Neuroinflammation processes can produce proinflammatory cytokines (including IL-1β, IL-6, IL-1β, and TNF-α), and the innate immune cells involved in the process primarily include microglia and astrocytes (Leng & Edison, 2021). The release of proinflammatory molecules may lead to synaptic dysfunction, neuronal death, and inhibition of neurogenesis. For example, IL-1β leads to synaptic loss by increasing prostaglandin E2 production, when the NF-κB pathway is inhibited, TNF-α leads to neuronal death by activating tumor necrosis factor receptor 1 (TNFR 1) (Leng & Edison, 2021). Therefore, the effects of TS on the activation of microglia and astrocytes and the release of proinflammatory cytokines were examined. It was found that TS could reduce the levels of Iba-1 and GFAP and the activation of microglia and astrocytes, thereby reducing the levels of TNF-α, IL-1β, IL-1, and the release of proinflammatory factors in APP/PS1 mice to inhibit neuroinflammation.

The abovementioned results illustrate that TS can inhibit glial activation and neuroinflammation in APP/PS1 transgenic mice, and the underlying mechanism was further investigated. It has been shown that Aβ can activate the NF-κB pathway in astrocytes, which can act on receptors on neurons and microglia, leading to neuronal dysfunction and microglial activation (Leng & Edison, 2021). Numerous studies have shown an interaction between Nrf2 and NF-κB signaling pathways, which regulate the main pathway of inflammatory response (Wardyn et al., 2015; Tom et al., 2019; Sorrenti et al., 2020). The effect of Nrf2 is related to its ability to antagonize NF-κB, and the activation of Nrf2 can inhibit the NF-κB pathway. For example, the Nrf2 agonist SFN can reduce the activity of NF-κB (Sorrenti et al., 2020). Thus, the NF-κB signaling pathway was selected to investigate the effects of TS on inflammatory factors and glial activation to improve the mechanism of TS. It was found that TS treatment significantly inhibited the expression of NF-κB in APP/PS1 mice and Aβ-induced PC12 cells by in vivo and in vitro experiments. However, in Nrf2 knockout PC12 cells, the transcriptional effect of TS inhibition of NF-κB was weakened, demonstrating that TS improves neuroinflammation by acting on Nrf2 to downregulate the expression of NF-κB.

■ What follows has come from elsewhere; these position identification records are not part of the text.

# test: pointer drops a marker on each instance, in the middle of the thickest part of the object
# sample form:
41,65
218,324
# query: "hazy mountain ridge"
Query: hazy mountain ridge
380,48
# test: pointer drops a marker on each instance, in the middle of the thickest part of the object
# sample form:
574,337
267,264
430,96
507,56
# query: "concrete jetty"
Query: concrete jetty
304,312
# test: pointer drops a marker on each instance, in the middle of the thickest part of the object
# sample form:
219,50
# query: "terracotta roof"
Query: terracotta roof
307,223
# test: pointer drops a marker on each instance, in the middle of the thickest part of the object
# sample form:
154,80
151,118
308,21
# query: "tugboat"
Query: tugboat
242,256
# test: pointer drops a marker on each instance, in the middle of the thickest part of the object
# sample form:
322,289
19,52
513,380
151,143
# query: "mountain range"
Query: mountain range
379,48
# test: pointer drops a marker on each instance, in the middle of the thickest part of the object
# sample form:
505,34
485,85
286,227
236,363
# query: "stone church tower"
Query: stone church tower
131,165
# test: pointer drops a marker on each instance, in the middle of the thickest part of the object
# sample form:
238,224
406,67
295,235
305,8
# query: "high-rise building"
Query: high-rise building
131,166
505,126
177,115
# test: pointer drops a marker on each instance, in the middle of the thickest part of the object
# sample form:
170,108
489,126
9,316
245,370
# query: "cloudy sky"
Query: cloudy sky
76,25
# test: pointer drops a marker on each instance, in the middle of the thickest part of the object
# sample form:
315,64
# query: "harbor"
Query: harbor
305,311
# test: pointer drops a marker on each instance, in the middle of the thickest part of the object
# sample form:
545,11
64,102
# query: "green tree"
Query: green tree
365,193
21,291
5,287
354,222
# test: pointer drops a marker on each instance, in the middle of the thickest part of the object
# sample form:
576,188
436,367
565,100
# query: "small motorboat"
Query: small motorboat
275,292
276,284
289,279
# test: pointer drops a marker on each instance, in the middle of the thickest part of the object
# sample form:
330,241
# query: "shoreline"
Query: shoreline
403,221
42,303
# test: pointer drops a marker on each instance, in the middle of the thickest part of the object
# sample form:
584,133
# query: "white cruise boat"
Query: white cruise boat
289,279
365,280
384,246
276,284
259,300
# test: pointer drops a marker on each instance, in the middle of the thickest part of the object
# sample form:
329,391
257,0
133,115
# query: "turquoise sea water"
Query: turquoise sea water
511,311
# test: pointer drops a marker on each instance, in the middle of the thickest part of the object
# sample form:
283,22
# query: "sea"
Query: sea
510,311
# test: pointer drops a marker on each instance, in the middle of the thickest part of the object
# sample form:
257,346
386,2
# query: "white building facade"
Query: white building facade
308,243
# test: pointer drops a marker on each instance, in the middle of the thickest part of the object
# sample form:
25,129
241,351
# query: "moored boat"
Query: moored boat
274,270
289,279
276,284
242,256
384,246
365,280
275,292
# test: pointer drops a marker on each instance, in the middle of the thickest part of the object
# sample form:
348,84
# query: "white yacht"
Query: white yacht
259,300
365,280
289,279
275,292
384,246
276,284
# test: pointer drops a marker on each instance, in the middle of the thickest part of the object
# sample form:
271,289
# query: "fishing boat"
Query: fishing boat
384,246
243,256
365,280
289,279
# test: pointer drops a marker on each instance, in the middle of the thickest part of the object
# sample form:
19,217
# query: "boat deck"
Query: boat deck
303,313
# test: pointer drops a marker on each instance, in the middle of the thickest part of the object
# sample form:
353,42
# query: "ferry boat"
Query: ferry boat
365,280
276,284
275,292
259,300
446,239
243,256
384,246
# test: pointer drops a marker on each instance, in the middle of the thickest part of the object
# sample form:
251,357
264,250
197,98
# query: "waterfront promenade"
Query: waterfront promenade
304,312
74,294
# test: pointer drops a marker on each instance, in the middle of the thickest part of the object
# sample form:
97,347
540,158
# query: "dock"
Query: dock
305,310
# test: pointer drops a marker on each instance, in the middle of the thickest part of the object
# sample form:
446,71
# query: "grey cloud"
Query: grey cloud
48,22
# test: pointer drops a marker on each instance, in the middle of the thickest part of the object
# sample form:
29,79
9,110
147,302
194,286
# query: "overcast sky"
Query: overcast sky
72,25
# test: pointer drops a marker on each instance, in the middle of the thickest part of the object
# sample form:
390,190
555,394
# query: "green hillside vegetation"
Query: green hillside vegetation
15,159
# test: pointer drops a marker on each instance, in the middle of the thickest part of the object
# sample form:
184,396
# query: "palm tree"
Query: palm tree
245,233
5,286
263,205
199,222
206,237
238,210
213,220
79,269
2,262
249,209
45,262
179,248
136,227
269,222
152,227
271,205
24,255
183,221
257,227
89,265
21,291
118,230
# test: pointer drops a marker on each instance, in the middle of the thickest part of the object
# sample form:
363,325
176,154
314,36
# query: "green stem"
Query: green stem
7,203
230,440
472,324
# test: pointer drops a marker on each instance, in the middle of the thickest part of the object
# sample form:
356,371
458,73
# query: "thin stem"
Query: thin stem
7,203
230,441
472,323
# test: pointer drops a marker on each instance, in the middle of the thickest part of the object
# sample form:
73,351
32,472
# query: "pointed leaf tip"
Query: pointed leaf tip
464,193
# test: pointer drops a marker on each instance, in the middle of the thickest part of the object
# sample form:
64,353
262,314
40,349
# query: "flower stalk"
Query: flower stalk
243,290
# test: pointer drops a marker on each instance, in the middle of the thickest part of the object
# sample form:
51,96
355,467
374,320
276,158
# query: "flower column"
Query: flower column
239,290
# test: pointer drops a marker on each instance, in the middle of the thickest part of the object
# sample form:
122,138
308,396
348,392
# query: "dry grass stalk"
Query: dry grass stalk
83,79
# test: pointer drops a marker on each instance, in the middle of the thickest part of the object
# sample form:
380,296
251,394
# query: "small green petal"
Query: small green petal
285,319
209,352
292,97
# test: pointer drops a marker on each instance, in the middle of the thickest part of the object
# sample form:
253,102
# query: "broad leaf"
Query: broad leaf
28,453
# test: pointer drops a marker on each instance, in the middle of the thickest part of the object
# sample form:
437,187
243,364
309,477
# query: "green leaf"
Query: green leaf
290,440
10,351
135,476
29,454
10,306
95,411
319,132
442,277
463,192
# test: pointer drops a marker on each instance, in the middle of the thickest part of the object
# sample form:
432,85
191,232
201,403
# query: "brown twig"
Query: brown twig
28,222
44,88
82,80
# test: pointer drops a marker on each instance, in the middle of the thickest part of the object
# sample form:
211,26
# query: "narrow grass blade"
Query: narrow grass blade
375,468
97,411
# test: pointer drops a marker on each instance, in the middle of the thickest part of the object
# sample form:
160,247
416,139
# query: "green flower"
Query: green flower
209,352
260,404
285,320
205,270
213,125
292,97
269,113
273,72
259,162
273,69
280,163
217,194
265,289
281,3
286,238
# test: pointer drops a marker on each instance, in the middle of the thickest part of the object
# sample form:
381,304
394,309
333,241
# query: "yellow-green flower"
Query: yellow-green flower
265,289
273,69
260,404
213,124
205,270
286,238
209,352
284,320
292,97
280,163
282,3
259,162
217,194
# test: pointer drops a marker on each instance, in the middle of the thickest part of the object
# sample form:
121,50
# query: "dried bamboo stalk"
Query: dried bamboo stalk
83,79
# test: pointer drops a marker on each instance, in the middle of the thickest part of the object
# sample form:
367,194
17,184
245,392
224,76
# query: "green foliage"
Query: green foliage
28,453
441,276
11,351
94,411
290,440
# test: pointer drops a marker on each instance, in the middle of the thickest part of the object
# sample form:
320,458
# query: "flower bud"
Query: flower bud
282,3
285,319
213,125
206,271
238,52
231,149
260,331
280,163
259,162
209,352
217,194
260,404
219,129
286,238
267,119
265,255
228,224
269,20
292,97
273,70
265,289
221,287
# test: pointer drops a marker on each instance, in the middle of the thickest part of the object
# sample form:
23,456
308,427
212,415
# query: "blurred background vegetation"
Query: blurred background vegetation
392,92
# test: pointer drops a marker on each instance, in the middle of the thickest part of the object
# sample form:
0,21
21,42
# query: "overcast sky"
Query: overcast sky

Synapses, the junctions between two neurons, are important structures for maintaining the normal functional network of neurons, and they are considered as pathologically relevant factors for cognitive decline (Lee et al., 2016; Wei et al., 2020). The presynaptic vesicle protein synaptophysin and postsynaptic protein PSD-95 play crucial roles in synaptic transmission, synaptic maturation, and synaptic plasticity, and if the molecular network between synapses controls the transmission of synaptic signals and synaptic plasticity, then disturbances in synaptic function may lead to long-term neuronal damage and cognitive decline (Lee et al., 2016). In our results, TS increased the expression of synaptophysin and PSD-95 in APP/PS1 mice and alleviated synaptic dysfunction. Similarly, Chao Wei and Lee et al. found that SSc treatment could increase the protein levels of synaptophysin and PSD-95, thus enhancing synaptic integrity (Lee et al., 2016; Wei et al., 2020). Collectively, TS and its monomeric saponin SSc could protect synaptic function via upregulating the expression of synaptophysin and PSD-95.

Considerable evidence shows that AD is closely related to GM. Clinical data and animal experimental studies show intestinal flora imbalance in AD patients and models, which can promote neuroinflammation and amyloidosis, thereby playing a role in the occurrence and development of AD. Moreover, various drugs have been proved to achieve therapeutic effects through flora, such as probiotics, antibiotics and GV-971. In order to comprehensively evaluate the protective effect of TS, we applied 16s rRNA high-throughput sequencing to analyze the structural diversity, composition, and abundance of GM in WT mice, APP/PS1 transgenic mice, and TS intervention mice. Our results showed that the abundance of Desuflovibrio, Helicobacter, Mucispirillum, Roseburia, and Clostridium in APP/PS1 mice was significantly higher than that in WT mice, which was partly consistent with previous research. Furthermore, we found that TS treatment reversed the abnormal upregulated abundance of these flora, indicating that TS may play a protective role in AD by regulating GM. Further investigation are needed to verify how TS exerts therapeutic effect against AD through GM. Existing studies have shown a close relationship between GM and inflammation (Giau et al., 2018; Garcez et al., 2019; Wang et al., 2019; Sun et al., 2020). Therefore, whether TS can reduce the inflammatory response by regulating GM is a reasonable research direction.

In conclusion, TS plays a comprehensive role in the treatment of AD through the abovementioned ways, which can effectively ameliorate the cognitive impairment in AD mice. How TS plays a protective role by regulating the GM need to be further investigated. Whether GM affect the release of inflammatory factors or the deposition of Aβ through their metabolites, such as short-chain fatty acids, may be the next research direction in the future.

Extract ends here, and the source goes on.